## Source code for the experiments in the submission Knowledge Distillation Performs Partial Variance Reduction


The code contains the scripts for training models using regular SGD and knowledge distillation, 
as well as utilities for tracking different statistics to measure the discrepancy between standard KD and 
the distillation gradient introduced in the submission. 

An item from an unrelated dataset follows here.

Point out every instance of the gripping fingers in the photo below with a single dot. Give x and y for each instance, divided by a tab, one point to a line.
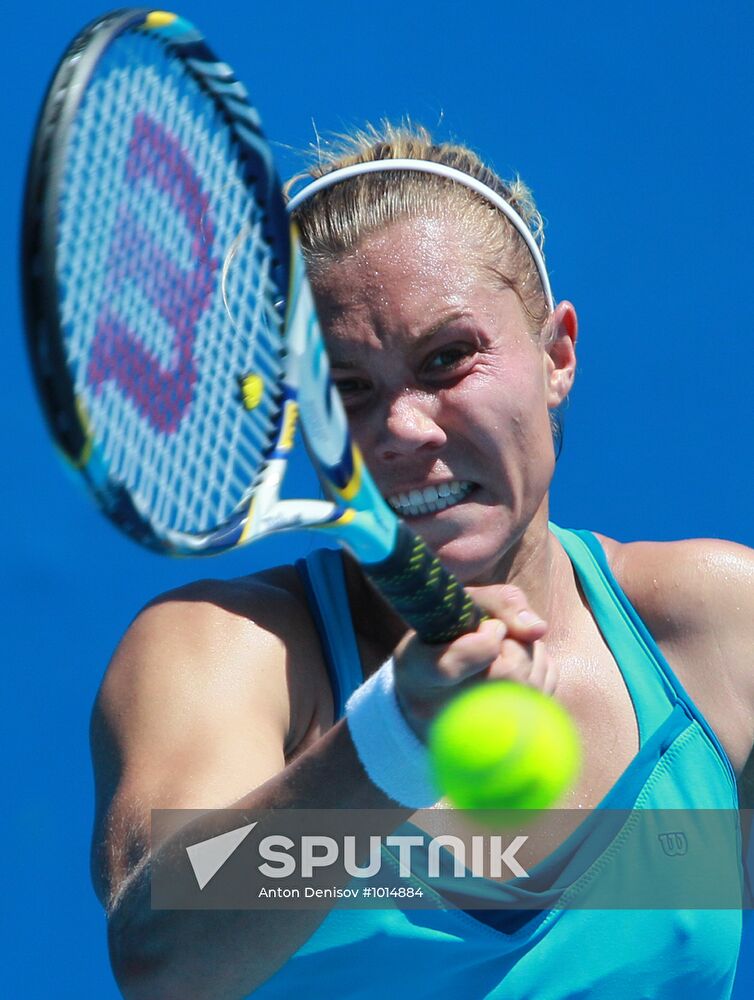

The code is organized as follows:
* ``utils/dataset_utils.py`` contains functions for creating the datasets (MNIST, CIFAR-10), as well as 
for pre-extracting ResNet50 features
* ``utils/checkpoint_utils.py`` functions for loading and saving checkpoints during training
* ``utils/kd_utils.py`` specific functions for training using knowledge distillation (the standard version and 
the one using the distillation gradient introduced in the submission), as well as utilities for tracking various 
statistics related to KD training
* ``utils/train_utils.py`` higher level functions for training and testing the models
* ``train_convex_KD_mnist.py`` the script for training linear MNIST models using various forms of KD
* ``train_modified_kd.py`` the script for training linear CIFAR-10 features using various forms of KD
* ``train_nn_KD_mnist.py`` the script for training a simple NN on MNIST, using various forms of KD

To run and test the code, we provide a few exemplary scripts, which can be run, for example, via the command:
 
 ``bash run_kd_mnist_linear_release.sh ${gpu} ${teacher_path}``